If you bought a Bay Area home in 2012, pat yourself on the back.
You almost certainly doubled your investment, just by sleeping in your own bed.
Home values across the country have stepped up since the aftermath of the Great Recession a decade ago, but nowhere have values vaulted higher than in the Bay Area.
New research released Thursday by real estate website Trulia shows homes in the San Jose, Oakland and San Francisco metro areas have more than doubled in value since 2012.
The cities ranked three of the top four in the country for appreciation: San Jose (122 percent) led the way, followed by Las Vegas (114 percent), Oakland (108 percent) and San Francisco (101 percent). By comparison, the SP 500 index during that stretch rose 87 percent.
Nationally, home values have grown 45 percent since 2012, when they hit bottom across the country.
“Things are considerably different in the Bay Area,” said Trulia housing economist Felipe Chacon, author of the report.
The rocket fuel for rising Bay Area home values has been a mixture of booming job growth — more than 14 percent — and few building permits issued for new homes. Depending on the city, one new building permit was issued for every two to four new people moving into the area during the period. That’s far below the national average of roughly one permit for every 1.6 new residents.
The median sale price for a Bay Area home in August was $890,000 for the nine-county region, according to real estate data company CoreLogic. Sale prices have been on a record tear, climbing every month, year-over-over, since April 2012.

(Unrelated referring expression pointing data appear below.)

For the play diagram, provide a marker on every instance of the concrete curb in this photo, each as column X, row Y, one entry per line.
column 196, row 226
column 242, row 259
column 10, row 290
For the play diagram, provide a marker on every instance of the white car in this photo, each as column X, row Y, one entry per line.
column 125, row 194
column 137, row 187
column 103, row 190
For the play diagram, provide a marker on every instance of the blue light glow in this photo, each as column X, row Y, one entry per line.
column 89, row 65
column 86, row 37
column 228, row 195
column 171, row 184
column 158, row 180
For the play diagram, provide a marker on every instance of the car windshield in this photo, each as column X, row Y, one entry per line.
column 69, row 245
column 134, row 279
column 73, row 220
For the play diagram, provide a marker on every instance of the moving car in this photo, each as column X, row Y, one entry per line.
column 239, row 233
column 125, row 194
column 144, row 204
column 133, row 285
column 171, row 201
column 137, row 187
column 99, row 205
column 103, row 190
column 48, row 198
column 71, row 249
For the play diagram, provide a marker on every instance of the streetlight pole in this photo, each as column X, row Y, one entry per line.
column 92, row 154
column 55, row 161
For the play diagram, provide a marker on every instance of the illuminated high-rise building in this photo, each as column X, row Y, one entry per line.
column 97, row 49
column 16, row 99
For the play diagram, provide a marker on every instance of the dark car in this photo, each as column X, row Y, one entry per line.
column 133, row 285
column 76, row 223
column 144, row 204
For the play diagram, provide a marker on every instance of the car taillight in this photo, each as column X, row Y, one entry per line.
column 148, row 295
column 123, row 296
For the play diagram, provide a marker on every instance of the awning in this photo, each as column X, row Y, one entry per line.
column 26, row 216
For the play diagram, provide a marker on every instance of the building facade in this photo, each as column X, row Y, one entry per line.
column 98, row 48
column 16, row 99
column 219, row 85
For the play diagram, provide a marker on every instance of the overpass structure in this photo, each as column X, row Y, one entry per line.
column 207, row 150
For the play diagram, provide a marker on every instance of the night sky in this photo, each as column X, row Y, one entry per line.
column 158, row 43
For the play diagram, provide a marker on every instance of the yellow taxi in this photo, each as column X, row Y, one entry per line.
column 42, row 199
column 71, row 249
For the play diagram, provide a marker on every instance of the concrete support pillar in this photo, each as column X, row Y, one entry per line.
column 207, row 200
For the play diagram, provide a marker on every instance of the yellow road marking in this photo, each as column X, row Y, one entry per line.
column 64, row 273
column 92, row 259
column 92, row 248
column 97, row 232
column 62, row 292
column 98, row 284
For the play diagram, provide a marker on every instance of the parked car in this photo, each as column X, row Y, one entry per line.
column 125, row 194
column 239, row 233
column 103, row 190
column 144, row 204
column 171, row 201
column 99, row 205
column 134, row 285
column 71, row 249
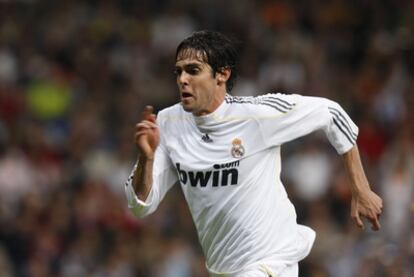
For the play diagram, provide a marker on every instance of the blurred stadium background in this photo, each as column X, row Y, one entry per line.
column 74, row 76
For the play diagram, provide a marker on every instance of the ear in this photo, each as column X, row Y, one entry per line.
column 222, row 75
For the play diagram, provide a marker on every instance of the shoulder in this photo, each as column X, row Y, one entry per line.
column 263, row 104
column 172, row 114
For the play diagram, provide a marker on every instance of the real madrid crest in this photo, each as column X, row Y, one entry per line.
column 237, row 151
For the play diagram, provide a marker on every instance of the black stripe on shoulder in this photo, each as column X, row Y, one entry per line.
column 274, row 102
column 273, row 106
column 273, row 96
column 342, row 130
column 339, row 116
column 279, row 103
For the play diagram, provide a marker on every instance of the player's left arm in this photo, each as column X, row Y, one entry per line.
column 364, row 203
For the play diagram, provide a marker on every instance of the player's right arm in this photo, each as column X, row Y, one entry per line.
column 153, row 174
column 147, row 139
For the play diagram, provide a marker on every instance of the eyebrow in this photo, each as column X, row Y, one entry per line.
column 189, row 65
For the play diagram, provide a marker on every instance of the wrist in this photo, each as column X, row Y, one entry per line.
column 145, row 158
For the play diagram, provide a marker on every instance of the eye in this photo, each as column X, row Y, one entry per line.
column 193, row 70
column 177, row 71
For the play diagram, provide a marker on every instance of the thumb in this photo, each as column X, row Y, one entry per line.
column 147, row 114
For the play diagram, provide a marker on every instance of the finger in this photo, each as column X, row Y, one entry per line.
column 141, row 133
column 146, row 125
column 152, row 118
column 146, row 114
column 375, row 224
column 358, row 220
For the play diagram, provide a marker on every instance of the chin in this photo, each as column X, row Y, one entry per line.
column 187, row 108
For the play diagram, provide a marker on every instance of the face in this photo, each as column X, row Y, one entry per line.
column 201, row 92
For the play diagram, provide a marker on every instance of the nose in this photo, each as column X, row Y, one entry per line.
column 182, row 78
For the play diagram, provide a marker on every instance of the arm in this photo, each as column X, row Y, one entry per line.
column 147, row 138
column 364, row 203
column 153, row 174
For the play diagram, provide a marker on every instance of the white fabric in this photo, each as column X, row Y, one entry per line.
column 240, row 208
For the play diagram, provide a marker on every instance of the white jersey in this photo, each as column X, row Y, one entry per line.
column 228, row 166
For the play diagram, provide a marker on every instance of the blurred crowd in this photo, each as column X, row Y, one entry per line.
column 75, row 75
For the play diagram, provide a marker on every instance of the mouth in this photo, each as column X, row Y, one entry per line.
column 186, row 95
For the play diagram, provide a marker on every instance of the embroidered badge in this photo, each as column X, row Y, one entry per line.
column 237, row 151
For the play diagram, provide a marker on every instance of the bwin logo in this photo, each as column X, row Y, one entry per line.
column 221, row 175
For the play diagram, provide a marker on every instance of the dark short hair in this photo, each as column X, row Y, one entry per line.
column 219, row 51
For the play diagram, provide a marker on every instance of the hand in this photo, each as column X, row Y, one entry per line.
column 369, row 205
column 147, row 134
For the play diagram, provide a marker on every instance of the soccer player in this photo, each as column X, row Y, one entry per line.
column 225, row 153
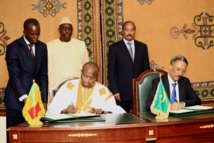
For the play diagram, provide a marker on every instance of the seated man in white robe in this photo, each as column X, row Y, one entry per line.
column 84, row 95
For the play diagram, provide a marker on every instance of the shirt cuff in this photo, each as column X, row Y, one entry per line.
column 22, row 97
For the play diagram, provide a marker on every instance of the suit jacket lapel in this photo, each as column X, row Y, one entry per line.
column 125, row 50
column 166, row 84
column 28, row 55
column 180, row 86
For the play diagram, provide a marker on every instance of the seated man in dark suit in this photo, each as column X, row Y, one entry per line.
column 178, row 87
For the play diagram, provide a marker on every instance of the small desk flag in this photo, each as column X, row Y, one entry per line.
column 33, row 109
column 160, row 104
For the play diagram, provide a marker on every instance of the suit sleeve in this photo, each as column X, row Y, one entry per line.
column 152, row 93
column 13, row 66
column 191, row 97
column 146, row 59
column 112, row 75
column 43, row 76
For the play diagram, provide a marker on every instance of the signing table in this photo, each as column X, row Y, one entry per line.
column 121, row 128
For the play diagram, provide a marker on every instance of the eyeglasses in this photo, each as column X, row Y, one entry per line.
column 88, row 78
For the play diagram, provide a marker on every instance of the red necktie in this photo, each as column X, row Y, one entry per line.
column 31, row 50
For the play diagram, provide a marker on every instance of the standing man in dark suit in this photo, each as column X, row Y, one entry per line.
column 26, row 60
column 177, row 86
column 127, row 59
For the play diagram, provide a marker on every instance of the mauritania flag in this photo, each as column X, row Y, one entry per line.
column 33, row 109
column 160, row 104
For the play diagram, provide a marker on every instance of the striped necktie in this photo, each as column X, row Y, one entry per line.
column 130, row 50
column 173, row 98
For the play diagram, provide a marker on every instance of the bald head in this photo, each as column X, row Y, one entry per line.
column 91, row 67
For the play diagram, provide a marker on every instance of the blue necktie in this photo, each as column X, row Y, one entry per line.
column 173, row 98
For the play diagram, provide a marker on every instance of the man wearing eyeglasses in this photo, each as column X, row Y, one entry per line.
column 66, row 55
column 178, row 87
column 84, row 95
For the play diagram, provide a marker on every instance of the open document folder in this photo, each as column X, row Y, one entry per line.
column 189, row 109
column 59, row 117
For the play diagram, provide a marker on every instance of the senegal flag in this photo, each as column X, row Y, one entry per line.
column 160, row 104
column 33, row 109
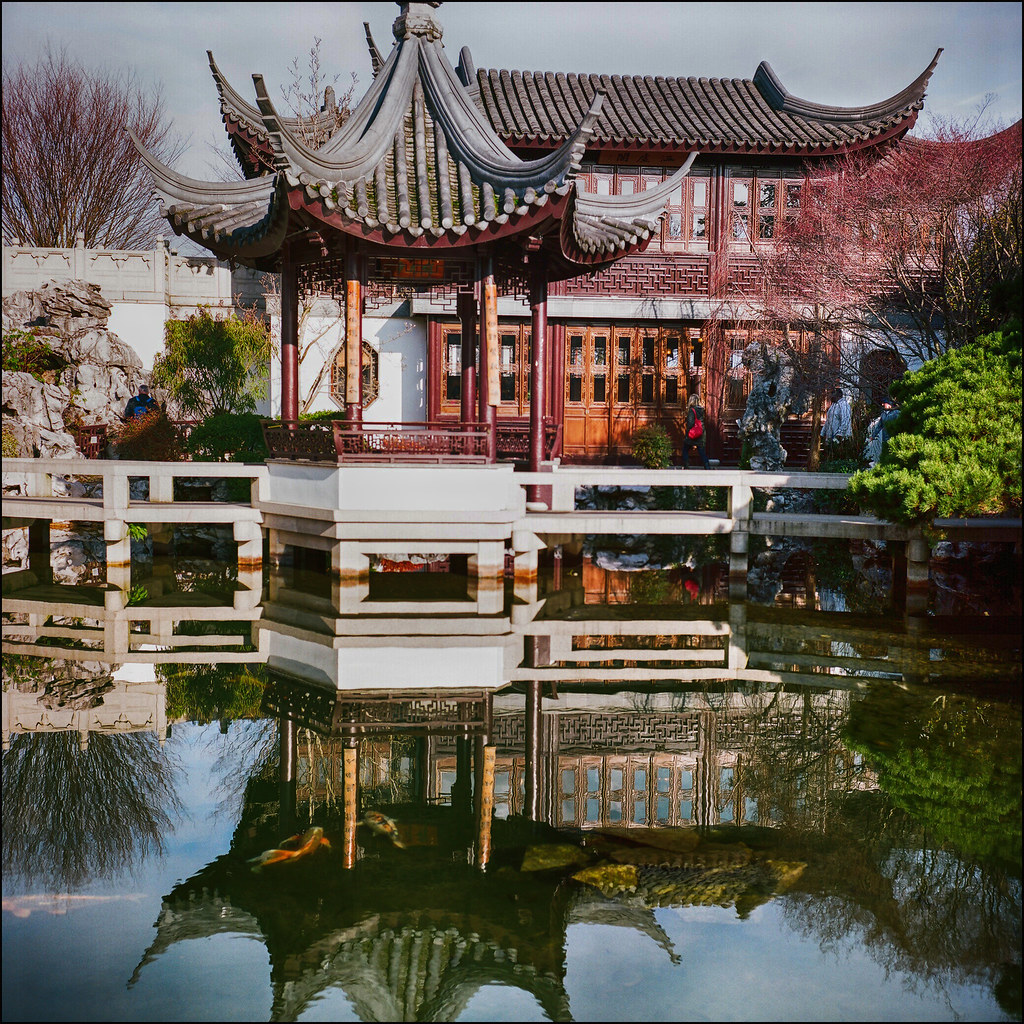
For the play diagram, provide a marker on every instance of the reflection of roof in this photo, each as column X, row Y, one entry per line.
column 714, row 115
column 416, row 164
column 413, row 974
column 389, row 968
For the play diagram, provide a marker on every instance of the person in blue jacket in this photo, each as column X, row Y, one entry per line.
column 140, row 404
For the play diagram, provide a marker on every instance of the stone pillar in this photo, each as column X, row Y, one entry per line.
column 349, row 576
column 353, row 339
column 39, row 551
column 289, row 338
column 484, row 793
column 467, row 316
column 486, row 578
column 531, row 807
column 539, row 365
column 740, row 504
column 118, row 555
column 737, row 636
column 919, row 554
column 250, row 541
column 289, row 760
column 527, row 547
column 488, row 379
column 350, row 762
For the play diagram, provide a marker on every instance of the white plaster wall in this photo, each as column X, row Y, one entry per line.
column 141, row 326
column 401, row 345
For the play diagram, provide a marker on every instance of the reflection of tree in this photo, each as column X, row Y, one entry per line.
column 207, row 693
column 925, row 871
column 949, row 768
column 914, row 851
column 71, row 816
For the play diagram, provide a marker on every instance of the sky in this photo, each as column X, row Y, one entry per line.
column 845, row 53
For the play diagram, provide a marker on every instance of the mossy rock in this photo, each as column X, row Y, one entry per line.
column 610, row 879
column 552, row 856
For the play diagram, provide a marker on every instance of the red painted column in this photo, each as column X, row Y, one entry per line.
column 289, row 338
column 467, row 315
column 488, row 351
column 353, row 339
column 539, row 358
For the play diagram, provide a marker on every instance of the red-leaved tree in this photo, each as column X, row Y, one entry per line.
column 69, row 165
column 909, row 254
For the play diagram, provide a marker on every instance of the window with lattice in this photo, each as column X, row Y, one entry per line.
column 371, row 375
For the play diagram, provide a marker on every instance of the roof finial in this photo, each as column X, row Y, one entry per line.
column 417, row 19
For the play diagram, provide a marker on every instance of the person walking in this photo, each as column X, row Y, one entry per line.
column 139, row 404
column 878, row 432
column 838, row 428
column 694, row 432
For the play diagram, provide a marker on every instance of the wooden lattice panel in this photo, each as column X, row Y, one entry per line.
column 679, row 731
column 651, row 278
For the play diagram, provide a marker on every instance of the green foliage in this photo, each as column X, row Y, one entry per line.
column 948, row 768
column 956, row 451
column 24, row 352
column 207, row 693
column 151, row 437
column 652, row 446
column 215, row 366
column 228, row 437
column 11, row 450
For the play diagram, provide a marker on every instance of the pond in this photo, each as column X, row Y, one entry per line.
column 601, row 818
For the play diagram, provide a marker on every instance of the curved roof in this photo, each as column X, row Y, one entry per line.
column 416, row 164
column 736, row 116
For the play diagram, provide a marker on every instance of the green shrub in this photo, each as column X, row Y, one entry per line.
column 24, row 352
column 11, row 450
column 956, row 451
column 228, row 437
column 652, row 446
column 151, row 437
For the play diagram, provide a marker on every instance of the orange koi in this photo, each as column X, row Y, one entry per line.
column 383, row 825
column 299, row 845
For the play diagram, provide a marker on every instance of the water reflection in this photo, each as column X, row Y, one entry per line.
column 601, row 761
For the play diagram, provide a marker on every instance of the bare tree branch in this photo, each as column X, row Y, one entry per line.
column 69, row 165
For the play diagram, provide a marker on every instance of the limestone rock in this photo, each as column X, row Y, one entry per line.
column 773, row 396
column 102, row 372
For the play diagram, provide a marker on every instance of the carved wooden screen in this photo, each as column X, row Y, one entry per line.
column 513, row 364
column 617, row 378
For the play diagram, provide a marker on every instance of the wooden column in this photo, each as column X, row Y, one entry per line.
column 531, row 808
column 539, row 369
column 488, row 383
column 353, row 339
column 467, row 315
column 349, row 774
column 484, row 794
column 289, row 338
column 289, row 760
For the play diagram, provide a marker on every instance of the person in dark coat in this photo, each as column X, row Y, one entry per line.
column 140, row 404
column 694, row 431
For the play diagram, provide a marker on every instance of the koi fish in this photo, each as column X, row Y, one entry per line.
column 383, row 825
column 299, row 845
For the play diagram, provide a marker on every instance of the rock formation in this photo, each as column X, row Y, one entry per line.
column 101, row 373
column 773, row 396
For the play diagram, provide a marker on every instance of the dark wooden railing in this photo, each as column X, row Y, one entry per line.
column 513, row 441
column 340, row 440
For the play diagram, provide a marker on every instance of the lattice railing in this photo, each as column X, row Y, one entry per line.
column 513, row 440
column 340, row 440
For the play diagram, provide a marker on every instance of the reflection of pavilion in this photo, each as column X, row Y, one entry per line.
column 84, row 698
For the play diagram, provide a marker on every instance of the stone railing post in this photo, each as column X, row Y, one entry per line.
column 740, row 508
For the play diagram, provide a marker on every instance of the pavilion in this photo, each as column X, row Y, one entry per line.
column 642, row 206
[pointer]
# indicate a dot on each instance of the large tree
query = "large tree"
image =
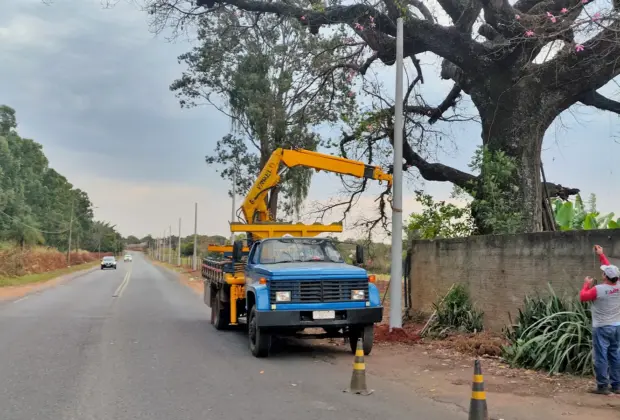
(37, 204)
(266, 74)
(517, 93)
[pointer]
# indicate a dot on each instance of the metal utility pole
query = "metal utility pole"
(195, 237)
(170, 245)
(70, 231)
(396, 274)
(179, 245)
(232, 215)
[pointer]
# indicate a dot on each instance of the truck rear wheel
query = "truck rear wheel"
(260, 341)
(219, 315)
(367, 333)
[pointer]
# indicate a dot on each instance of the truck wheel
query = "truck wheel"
(219, 314)
(367, 333)
(260, 341)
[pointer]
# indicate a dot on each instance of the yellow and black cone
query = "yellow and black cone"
(478, 405)
(358, 379)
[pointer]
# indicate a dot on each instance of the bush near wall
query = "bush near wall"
(15, 261)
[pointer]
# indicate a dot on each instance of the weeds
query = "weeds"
(455, 313)
(551, 333)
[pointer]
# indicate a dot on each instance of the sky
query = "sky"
(91, 85)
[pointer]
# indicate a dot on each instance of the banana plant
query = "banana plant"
(575, 216)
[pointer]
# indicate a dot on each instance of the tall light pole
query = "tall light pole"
(170, 245)
(195, 236)
(179, 245)
(234, 193)
(396, 274)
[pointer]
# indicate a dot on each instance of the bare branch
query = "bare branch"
(599, 101)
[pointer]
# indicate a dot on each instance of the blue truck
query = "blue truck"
(282, 286)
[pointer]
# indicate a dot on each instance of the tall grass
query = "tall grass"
(17, 262)
(551, 333)
(455, 313)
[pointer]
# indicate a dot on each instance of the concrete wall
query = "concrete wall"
(501, 270)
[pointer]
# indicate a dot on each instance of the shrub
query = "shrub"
(455, 313)
(551, 333)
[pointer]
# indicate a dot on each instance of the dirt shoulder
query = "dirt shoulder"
(44, 281)
(442, 370)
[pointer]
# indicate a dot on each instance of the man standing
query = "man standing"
(605, 300)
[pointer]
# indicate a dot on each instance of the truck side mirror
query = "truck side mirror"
(237, 251)
(359, 254)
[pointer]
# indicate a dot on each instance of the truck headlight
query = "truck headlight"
(283, 296)
(358, 295)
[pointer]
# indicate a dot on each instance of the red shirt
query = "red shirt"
(588, 292)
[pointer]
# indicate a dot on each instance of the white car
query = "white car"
(108, 262)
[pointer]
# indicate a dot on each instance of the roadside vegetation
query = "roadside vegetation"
(42, 214)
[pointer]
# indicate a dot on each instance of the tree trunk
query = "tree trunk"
(515, 123)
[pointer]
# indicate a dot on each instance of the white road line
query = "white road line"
(120, 286)
(126, 283)
(20, 299)
(123, 285)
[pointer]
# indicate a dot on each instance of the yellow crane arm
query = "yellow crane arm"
(254, 205)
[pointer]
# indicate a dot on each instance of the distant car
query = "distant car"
(108, 262)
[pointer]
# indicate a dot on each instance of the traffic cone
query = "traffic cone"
(358, 378)
(478, 404)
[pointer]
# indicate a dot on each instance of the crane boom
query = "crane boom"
(254, 205)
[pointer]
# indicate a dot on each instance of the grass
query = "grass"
(43, 277)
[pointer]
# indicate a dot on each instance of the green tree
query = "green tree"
(37, 204)
(268, 73)
(438, 220)
(529, 61)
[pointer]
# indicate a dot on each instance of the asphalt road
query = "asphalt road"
(76, 352)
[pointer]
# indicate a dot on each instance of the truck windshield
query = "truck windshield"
(298, 250)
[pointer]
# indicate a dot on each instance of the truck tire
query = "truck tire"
(367, 333)
(219, 315)
(260, 341)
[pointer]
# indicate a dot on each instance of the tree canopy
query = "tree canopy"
(40, 206)
(522, 64)
(266, 74)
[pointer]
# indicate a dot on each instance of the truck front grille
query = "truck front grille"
(317, 291)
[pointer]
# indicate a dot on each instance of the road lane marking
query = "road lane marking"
(121, 286)
(126, 283)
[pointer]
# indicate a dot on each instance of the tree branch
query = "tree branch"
(420, 35)
(595, 99)
(575, 73)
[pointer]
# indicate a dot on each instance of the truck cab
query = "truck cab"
(295, 283)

Homes in Santa Clara, San Mateo and San Francisco counties had median sale prices over $1.3 million in August.
Chacon believes the Bay Area’s population growth would have been even more rapid if not for the high cost of living driven by a dearth of new housing. He added that building permits had recently started to rise in the Bay Area, but still remain far below the national average.
The populations in San Jose, San Francisco and Oakland grew by between 5 and 6 percent, well behind fast-growing Austin, Texas (15 percent), Houston (11.5 percent), Dallas (10.9 percent) and Seattle (9.1 percent).
But while the growth in home values has been a boon for owners, the business community and some state lawmakers believe the shortage has reached a crisis. They are pushing for more permissive zoning and faster approvals for affordable housing.
The Silicon Valley Leadership Group has set housing as a top priority, and is supporting a campaign to pass a $4 billion bond aimed at creating affordable housing for low-income residents and veterans.
State lawmakers expect to introduce more bills in the coming session promoting higher density around transit hubs and more construction of affordable housing.